Hmm okay, but the straps have to be tight enough right? I will give it a try though.


----------



## supham (Feb 14, 2011)

HyperCube said:


> Hmm okay, but the straps have to be tight enough right? I will give it a try though.


I don't think its the ankle strap that is too tight It is your toe. Your not getting your boot slid in far enough . Or your not getting foot kicked in far enough and relying on the back to push it forward.


----------



## hikeswithdogs (Sep 23, 2011)

Been riding Cinches for 3 years have a minimum of 150 days on them and never noticed anything.......boots wear out its just kind of how it goes.

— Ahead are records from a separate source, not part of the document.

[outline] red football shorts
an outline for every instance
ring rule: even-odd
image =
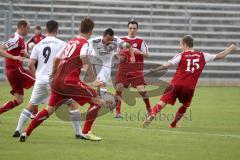
[[[115,85],[119,83],[123,84],[126,88],[129,87],[130,84],[134,88],[136,88],[137,86],[146,85],[143,72],[131,74],[118,71],[115,78]]]
[[[56,83],[52,83],[49,106],[60,106],[69,99],[75,100],[79,105],[84,105],[85,103],[91,103],[92,98],[97,96],[95,90],[83,82],[78,82],[74,85],[60,85],[62,83]]]
[[[32,73],[24,68],[7,69],[6,76],[12,90],[10,93],[24,95],[24,89],[31,88],[35,83]]]
[[[161,101],[174,105],[176,99],[179,100],[180,103],[189,107],[192,101],[192,97],[194,94],[194,89],[190,89],[183,86],[173,86],[169,85],[162,97],[160,98]]]

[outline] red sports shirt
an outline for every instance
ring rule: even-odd
[[[58,67],[54,79],[63,80],[64,83],[79,82],[82,60],[80,56],[94,55],[94,49],[91,44],[83,37],[77,37],[67,42],[64,50],[57,55],[61,58],[61,63]]]
[[[136,38],[130,38],[130,37],[122,37],[122,40],[125,42],[128,42],[131,44],[133,48],[136,48],[144,53],[148,53],[148,46],[145,43],[145,41],[142,38],[136,37]],[[123,63],[119,64],[119,70],[123,71],[137,71],[137,72],[143,72],[144,67],[144,57],[141,54],[135,54],[135,63],[129,63],[130,62],[130,53],[124,52],[122,53],[125,55],[127,60]]]
[[[195,89],[205,64],[213,61],[215,57],[216,55],[197,51],[177,54],[169,60],[173,65],[178,65],[171,84]]]
[[[10,36],[9,40],[4,43],[7,48],[7,53],[13,56],[23,56],[25,44],[23,37],[21,37],[17,32]],[[13,60],[6,58],[6,68],[15,69],[18,67],[23,67],[23,63],[18,60]]]
[[[27,48],[27,52],[29,50],[28,48],[28,44],[33,42],[35,45],[38,44],[41,40],[43,40],[46,36],[43,35],[42,33],[40,33],[39,35],[33,35],[26,43],[26,48]]]

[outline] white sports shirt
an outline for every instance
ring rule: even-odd
[[[52,73],[53,58],[66,45],[62,40],[47,36],[33,47],[30,59],[38,62],[36,70],[36,84],[49,83],[49,76]]]
[[[102,42],[103,37],[97,37],[97,38],[92,38],[89,39],[88,42],[92,44],[94,50],[95,50],[95,55],[97,58],[99,58],[102,61],[102,65],[105,67],[112,67],[112,59],[117,51],[117,48],[119,47],[119,44],[123,42],[118,37],[114,37],[113,42],[117,44],[117,47],[115,50],[112,51],[107,51],[105,49],[105,45]]]

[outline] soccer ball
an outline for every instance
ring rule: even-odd
[[[35,43],[30,42],[30,43],[28,44],[28,49],[29,49],[29,51],[31,51],[34,46],[35,46]]]

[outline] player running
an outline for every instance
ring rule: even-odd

Unless they don't fit anymore or are leaking water don't stress about it


----------



## Donutz (May 12, 2010)

The problem with kick-in's like cinch or flow is that it's possible to have the straps too tight, or unevenly tight, without realizing it.

You need to find the sweet spot. Best way to do this is to back off the straps until they are loose with your boot locked in, then tighten down the straps until it's comfortably snug but not tight. Tightening beyond that point doesn't give you any extra control or anything. If you feel the need, give it an extra click, but don't overdo it.


----------



## kosmoz (Dec 27, 2013)

adjust higback angle little bit to front, so highback angle replicates your boots natural angle, this might help.


----------



## KIRKRIDER (Mar 18, 2008)

hikeswithdogs said:


> Been riding Cinches for 3 years have a minimum of 150 days on them and never noticed anything.......boots wear out its just kind of how it goes.
> 
> Unless they don't fit anymore or are leaking water don't stress about it



Same here...CTX and Burton XDriver no damage after 3 seasons... I wish with the amount of days as this guy ;-) :hairy:


----------



## zk0ot (Nov 9, 2009)

are the toe straps set up "around the toe" or "over the toe"??? in my experience they work better "over the toe"... They come out of the box as "around the toe" 
to change open the highback all the way. on each side of the toe strap press down (into the base) this will allow the strap to be re-positioned more vertically. then pull to lock into place.


----------



## HyperCube (Nov 10, 2015)

Thanks a lot for all the comments, I'm going to loosen the straps and increase the highback angle. Hope this helps 

@zk0ot: They go around the toe. But I don't think it's smart to put it over the toe, since the binding is not designed for this :/


----------



## zk0ot (Nov 9, 2009)

Not designed for what? Take a look dumb dumb. https://youtu.be/oWRC5gUSkhM
Change both sides of each bindings.


----------



## zk0ot (Nov 9, 2009)

Set up "around the toe" pulls the boot into the heel cup too hard. Which is most likely causing your problem.


----------